Despite initial appearance of conflict, however, Reuters reported on Nov. 4 that 213 Pakistani Army personnel, abducted earlier in the border region, were released, signalling that a deal of some kind had been made with the government. This would not be surprising.
Any effective crackdown on Islamist extremism would also require a purge of sympathizers from Pakistan’s security apparatus. For the chronically embattled Musharraf, this is untenable as it risks alienating the military, and subverting his own base of support. No serious campaign is likely to be forthcoming.
This is could cause significant problems for Canadian forces in Afghanistan, as it grants a base of support to the Taliban in the tribal regions just across the border. The Durand line, which separates the Afghan theatre from Pakistan, has never been viewed as legitimate by ethnic Pashtuns who form the bulk of the insurgency. Pashtun militant groups, who operate under the Taliban banner in Pakistan and Afghanistan, routinely cross the border unobstructed. Reportedly, many Taliban and Al Qaeda leaders live on the Pakistani side, where they organize and initiate offensives against NATO-led coalition forces.
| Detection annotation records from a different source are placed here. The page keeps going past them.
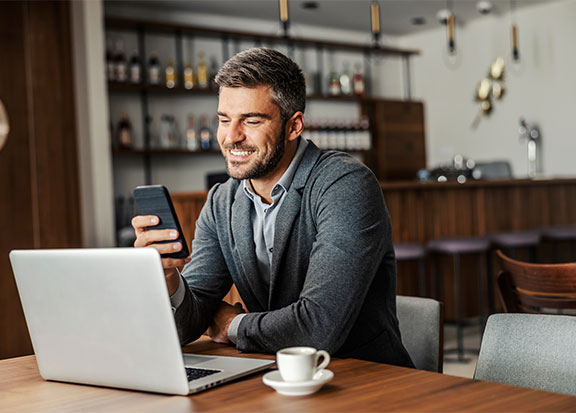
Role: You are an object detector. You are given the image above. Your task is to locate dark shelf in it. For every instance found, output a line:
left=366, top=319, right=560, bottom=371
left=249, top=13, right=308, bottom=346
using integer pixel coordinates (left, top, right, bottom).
left=105, top=17, right=420, bottom=57
left=112, top=148, right=371, bottom=156
left=108, top=82, right=218, bottom=96
left=108, top=82, right=380, bottom=102
left=112, top=148, right=222, bottom=156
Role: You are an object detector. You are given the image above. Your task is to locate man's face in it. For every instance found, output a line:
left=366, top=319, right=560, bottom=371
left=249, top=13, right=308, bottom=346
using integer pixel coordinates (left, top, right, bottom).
left=218, top=86, right=286, bottom=179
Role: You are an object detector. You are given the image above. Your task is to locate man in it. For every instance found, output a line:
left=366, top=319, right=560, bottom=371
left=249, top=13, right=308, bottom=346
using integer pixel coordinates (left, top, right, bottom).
left=133, top=48, right=412, bottom=366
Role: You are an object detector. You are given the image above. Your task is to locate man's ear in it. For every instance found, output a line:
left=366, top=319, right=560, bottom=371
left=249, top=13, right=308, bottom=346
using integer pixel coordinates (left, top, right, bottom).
left=286, top=112, right=304, bottom=141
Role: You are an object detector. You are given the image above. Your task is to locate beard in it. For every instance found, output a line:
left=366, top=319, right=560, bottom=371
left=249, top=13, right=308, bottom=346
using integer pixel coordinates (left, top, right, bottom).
left=223, top=127, right=286, bottom=179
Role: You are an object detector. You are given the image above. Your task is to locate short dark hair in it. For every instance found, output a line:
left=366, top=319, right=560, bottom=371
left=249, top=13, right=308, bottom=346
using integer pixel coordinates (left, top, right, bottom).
left=215, top=47, right=306, bottom=120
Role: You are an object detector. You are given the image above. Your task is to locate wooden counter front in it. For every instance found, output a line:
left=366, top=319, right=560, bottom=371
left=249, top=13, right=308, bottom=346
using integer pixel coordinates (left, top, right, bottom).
left=173, top=178, right=576, bottom=242
left=382, top=178, right=576, bottom=243
left=173, top=178, right=576, bottom=319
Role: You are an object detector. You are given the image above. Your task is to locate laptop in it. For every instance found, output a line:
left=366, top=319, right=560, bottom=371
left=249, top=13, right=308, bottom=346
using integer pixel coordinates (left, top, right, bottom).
left=10, top=248, right=274, bottom=395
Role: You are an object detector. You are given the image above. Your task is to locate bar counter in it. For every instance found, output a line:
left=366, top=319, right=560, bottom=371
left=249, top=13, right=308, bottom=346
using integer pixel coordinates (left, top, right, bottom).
left=173, top=178, right=576, bottom=243
left=173, top=177, right=576, bottom=314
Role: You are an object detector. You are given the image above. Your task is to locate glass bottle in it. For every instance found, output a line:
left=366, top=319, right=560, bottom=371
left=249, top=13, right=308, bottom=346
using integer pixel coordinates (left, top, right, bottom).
left=352, top=65, right=366, bottom=96
left=328, top=71, right=341, bottom=96
left=114, top=40, right=127, bottom=82
left=186, top=115, right=199, bottom=151
left=339, top=64, right=353, bottom=95
left=198, top=115, right=212, bottom=151
left=129, top=50, right=142, bottom=84
left=106, top=40, right=116, bottom=82
left=196, top=52, right=209, bottom=89
left=184, top=62, right=194, bottom=90
left=148, top=52, right=160, bottom=85
left=210, top=56, right=218, bottom=90
left=164, top=60, right=176, bottom=89
left=118, top=112, right=133, bottom=149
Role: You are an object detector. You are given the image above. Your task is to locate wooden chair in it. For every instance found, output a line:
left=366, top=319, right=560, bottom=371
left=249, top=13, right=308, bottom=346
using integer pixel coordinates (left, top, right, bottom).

Pakistan also serves as an important conduit for Afghan heroin exports which fund much of the extremist activity in the region.
In order to uproot the Taliban in Afghanistan, you must also have firm control over Pakistan’s restive tribal regions. As long as Musharraf is forced to prop his regime up on the back of the military it is doubtful that this will occur.
Of course, it’s still too early to predict what will happen as circumstances in country seem to shift every twenty four hours. What’s certain is that all possible outcomes will have significant repercussions for NATO operations in South and Central Asia.